I had quite a hard time choosing a binding fabric, and after making an expensive mistake with a metre of green quilting cotton selected in a Canterbury fabric shop using just a small square of backing fabric as reference I took the part finished quilt and a friend (as a 2nd opinion) down to the gorgeous Sewing Space in Hythe where they kindly let me lay the quilt out on their workshop table whilst I pulled roll after roll of fabric off the shelves to find a suitable 'frame' for the finished quilt!

After narrowing it down to 3, including a fabulous but risky cobalt blue, I eventually played it safe with a black and dusky pink Michael Miller 'Garden Pindot' print, which perfectly matched the fox gloves fabric. I like making my own bias binding from strips of cotton instead of buying it ready made as it gives me so many more options, plus I made the binding extra wide for this quilt to show off the lovely dot design.

To finish it off, I fully hand quilted it in an amethyst colour Perle no 8 which matched the bluey-purple in the backing fabric. I followed the pattern for the hexies and the dotty border which basically echoed the outline of each ring of kites, and added an extra line of stitches in the thin border strips running up the centre of the quilt. 

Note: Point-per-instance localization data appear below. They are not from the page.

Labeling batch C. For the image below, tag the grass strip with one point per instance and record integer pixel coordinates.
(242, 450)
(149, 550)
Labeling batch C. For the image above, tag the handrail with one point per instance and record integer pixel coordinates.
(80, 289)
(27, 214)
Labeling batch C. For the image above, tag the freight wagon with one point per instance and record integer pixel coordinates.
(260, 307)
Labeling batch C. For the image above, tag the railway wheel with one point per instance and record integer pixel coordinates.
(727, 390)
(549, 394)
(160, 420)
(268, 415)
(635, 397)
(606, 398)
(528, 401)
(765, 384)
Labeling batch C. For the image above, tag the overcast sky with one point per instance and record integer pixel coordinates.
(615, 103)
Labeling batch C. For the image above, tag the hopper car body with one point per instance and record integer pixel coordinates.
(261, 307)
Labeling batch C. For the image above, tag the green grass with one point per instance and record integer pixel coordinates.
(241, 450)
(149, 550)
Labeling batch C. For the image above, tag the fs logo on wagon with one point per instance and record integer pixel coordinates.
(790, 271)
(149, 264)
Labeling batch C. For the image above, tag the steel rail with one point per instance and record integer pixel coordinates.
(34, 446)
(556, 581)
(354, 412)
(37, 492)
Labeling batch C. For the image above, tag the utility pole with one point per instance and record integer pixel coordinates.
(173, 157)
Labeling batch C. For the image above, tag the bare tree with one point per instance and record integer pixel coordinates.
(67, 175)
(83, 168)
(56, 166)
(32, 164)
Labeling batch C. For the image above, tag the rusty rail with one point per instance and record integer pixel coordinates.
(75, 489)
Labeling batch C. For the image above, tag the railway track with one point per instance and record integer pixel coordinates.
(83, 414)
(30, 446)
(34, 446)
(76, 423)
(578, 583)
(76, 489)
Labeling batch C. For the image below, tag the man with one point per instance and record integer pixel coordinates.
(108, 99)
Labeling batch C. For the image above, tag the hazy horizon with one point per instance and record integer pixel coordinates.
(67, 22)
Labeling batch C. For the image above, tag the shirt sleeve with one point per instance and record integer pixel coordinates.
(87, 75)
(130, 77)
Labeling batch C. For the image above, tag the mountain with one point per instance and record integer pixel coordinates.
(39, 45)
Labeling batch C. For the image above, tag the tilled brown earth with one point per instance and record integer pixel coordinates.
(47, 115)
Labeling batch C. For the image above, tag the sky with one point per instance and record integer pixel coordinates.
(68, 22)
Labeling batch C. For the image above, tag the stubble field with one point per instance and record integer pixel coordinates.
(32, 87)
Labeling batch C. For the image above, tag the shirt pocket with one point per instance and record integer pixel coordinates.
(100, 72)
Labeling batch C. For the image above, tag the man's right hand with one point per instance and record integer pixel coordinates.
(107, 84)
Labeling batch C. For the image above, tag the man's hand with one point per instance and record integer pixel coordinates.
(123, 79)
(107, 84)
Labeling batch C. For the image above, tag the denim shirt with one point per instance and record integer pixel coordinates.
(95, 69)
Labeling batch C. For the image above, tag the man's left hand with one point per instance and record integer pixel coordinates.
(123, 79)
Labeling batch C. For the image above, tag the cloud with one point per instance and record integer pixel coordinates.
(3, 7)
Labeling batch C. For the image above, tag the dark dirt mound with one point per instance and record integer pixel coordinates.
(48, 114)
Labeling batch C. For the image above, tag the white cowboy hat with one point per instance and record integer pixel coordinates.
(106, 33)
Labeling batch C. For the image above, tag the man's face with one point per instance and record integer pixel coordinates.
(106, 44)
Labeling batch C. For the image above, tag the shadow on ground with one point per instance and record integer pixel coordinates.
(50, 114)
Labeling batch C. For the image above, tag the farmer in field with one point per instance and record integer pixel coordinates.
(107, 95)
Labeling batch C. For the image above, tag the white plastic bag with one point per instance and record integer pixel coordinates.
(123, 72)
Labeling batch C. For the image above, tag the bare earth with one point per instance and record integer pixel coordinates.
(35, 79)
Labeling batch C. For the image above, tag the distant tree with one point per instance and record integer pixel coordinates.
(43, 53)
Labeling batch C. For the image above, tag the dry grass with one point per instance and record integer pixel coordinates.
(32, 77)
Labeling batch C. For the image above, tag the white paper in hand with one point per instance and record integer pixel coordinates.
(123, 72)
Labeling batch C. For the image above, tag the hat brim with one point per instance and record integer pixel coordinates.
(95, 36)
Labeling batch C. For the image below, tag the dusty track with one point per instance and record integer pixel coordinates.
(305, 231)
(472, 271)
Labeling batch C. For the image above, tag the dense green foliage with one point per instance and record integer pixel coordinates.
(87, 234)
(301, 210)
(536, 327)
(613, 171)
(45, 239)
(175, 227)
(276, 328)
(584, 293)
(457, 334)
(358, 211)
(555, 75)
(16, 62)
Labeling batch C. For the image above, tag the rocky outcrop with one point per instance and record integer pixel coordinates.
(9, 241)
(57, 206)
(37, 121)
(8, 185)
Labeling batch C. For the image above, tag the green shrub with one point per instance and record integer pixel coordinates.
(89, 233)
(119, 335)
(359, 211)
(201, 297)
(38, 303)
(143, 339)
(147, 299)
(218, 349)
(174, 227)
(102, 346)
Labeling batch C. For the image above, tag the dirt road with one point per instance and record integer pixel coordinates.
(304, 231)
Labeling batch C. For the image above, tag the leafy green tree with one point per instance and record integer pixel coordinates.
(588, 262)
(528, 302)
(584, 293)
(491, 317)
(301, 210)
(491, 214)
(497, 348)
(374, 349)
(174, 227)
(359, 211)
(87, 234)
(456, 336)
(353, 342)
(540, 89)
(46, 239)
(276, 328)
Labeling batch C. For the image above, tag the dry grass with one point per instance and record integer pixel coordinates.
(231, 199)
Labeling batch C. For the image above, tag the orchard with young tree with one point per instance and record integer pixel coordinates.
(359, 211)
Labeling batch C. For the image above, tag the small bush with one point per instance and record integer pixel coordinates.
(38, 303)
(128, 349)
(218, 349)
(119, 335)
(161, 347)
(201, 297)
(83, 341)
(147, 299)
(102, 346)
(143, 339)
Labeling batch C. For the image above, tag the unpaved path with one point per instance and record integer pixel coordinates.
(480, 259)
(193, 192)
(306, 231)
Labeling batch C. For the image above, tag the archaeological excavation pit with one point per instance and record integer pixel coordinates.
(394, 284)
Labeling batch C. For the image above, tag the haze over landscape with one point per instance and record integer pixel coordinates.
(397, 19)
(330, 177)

(Apologies for the quality some of these photos - some of the close ups weren't taken in natural light)

I wasn't sure what to do for the extra pale grey border I had added, and after several ideas (including embroidered fox gloves) I went for the 'simple is best' approach and did evenly spaced chevron lines that mirrored the angles of the fox glove fabric.

The finished quilt:

We suspended it on fishing wire from the bedroom window of my friends flat to get a full, flat photo. The builders on the construction site next door didn't half look at us funny!

This was the first time I had used such complicated looking (but actually surprisingly easy) and small quilt blocks, a limited palette, fussy cutting and hand quilting so I learned quite a bit from making this one.